Mat-Su officials consider nordic ski proposal

Posted: Monday, July 07, 2003

ANCHORAGE (AP) Matanuska-Susitna Borough officials are polishing a proposal to build a nordic ski center in the foothills of the Talkeetna Mountains near Hatcher Pass.

If voters approve a $150,000 bond for seed money this fall, the project could begin to take shape next spring.

''We'll start with a small day-use area and a series of trails, but we definitely want to end up with a world-class facility like Kincaid'' in Anchorage, said Ron Swanson, the borough's director of community development.

The borough for years has tried to sell developers on building a downhill ski resort at Hatcher Pass, but that project has never taken off. The nordic center would be developed independently, Swanson and other people said, but could be linked by trails to the downhill resort, if it is ever built.

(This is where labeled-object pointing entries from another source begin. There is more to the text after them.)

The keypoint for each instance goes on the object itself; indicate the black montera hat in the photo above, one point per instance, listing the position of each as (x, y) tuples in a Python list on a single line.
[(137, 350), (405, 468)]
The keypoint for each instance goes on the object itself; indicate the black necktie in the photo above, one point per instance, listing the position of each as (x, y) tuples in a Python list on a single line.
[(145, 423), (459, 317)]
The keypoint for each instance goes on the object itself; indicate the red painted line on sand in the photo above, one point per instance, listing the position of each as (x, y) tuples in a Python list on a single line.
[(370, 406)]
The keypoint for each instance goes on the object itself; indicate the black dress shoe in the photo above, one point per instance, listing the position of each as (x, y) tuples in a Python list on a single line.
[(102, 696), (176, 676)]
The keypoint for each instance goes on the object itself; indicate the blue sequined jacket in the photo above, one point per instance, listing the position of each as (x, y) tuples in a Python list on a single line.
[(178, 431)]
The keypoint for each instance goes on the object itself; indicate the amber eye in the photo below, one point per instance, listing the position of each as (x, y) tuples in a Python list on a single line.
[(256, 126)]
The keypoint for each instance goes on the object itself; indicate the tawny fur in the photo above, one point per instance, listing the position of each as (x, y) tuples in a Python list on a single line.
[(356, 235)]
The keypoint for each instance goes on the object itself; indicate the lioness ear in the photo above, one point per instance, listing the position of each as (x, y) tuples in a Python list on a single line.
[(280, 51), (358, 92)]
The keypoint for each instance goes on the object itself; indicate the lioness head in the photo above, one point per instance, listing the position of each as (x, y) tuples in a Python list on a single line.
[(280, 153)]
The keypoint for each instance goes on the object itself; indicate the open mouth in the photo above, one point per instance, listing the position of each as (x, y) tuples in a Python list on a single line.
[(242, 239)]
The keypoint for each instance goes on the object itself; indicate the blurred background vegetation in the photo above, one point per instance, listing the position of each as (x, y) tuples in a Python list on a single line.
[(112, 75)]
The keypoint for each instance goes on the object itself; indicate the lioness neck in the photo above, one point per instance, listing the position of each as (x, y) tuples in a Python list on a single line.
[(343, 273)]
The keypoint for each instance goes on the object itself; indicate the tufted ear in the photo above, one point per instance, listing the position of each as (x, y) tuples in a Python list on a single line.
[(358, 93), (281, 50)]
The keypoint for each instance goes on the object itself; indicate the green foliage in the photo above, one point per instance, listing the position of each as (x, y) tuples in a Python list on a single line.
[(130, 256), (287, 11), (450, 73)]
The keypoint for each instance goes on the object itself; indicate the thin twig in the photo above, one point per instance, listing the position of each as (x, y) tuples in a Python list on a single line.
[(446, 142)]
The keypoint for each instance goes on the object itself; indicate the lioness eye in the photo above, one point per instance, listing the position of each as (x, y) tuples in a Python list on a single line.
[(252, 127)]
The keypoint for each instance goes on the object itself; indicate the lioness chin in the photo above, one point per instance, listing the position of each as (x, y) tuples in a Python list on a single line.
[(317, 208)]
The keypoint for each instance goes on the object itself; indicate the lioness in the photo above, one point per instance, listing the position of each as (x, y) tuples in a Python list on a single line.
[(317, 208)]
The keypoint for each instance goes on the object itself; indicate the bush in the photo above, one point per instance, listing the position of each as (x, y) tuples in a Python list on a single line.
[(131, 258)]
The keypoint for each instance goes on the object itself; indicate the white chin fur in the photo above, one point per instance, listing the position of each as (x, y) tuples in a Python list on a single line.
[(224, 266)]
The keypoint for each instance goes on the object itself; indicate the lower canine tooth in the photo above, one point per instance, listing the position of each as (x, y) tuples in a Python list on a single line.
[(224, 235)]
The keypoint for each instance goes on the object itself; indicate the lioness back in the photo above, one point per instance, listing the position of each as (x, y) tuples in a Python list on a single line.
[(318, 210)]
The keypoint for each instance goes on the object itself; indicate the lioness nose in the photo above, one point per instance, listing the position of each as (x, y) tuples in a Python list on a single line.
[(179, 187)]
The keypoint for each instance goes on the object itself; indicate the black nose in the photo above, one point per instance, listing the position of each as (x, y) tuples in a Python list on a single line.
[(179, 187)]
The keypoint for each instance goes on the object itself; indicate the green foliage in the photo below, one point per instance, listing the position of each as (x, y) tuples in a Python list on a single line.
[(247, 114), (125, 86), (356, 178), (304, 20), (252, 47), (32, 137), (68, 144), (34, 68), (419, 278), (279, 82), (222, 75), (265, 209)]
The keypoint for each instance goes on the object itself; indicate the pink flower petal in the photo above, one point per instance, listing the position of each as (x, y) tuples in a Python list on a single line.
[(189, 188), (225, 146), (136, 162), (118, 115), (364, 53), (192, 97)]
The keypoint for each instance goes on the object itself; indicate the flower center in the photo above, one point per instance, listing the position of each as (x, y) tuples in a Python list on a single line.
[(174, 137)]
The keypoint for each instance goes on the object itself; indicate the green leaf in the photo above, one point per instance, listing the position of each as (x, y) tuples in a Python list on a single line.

Hundreds of Anchorage skiers got a taste of the Talkeetnas last winter when scarce snow sent high school athletes to Hatcher Pass to train.

A borough online survey also indicated interest. More than 25 percent said they would ski Hatcher Pass six to 10 times a month if Anchorage did not have good snow. About half said they would make the trip one to five times even when the trails were freshly groomed.

''I think it would be a huge asset,'' said Ja Dorris, an Anchorage resident who teaches at Chugiak High School and coaches for the Eagle River Nordic Training Center. ''It seems to have more dependable snow, and it's not very far away.''

Jim Turner, a former borough assembly member, was part of a group that sued the borough to block ski resort development plans in 2001. Recently, Turner said he generally supports building a nordic center. But the center should reserve a corridor for snowmachiners to access popular sledding areas at Hatcher Pass, he said.

Turner also said governments should not operate recreational facilities. Many public facilities are poorly run and end up costing money, such as the Brett Memorial Ice Arena in Wasilla and Eagle Crest, Juneau's downhill ski area, he said.

''If the private sector could do it, I'd much rather, but I'm open to see what their proposals are,'' Turner said.

The entire project is expected to cost $500,000 to $750,000 and to be built over two years, according to Borough Manager John Duffy.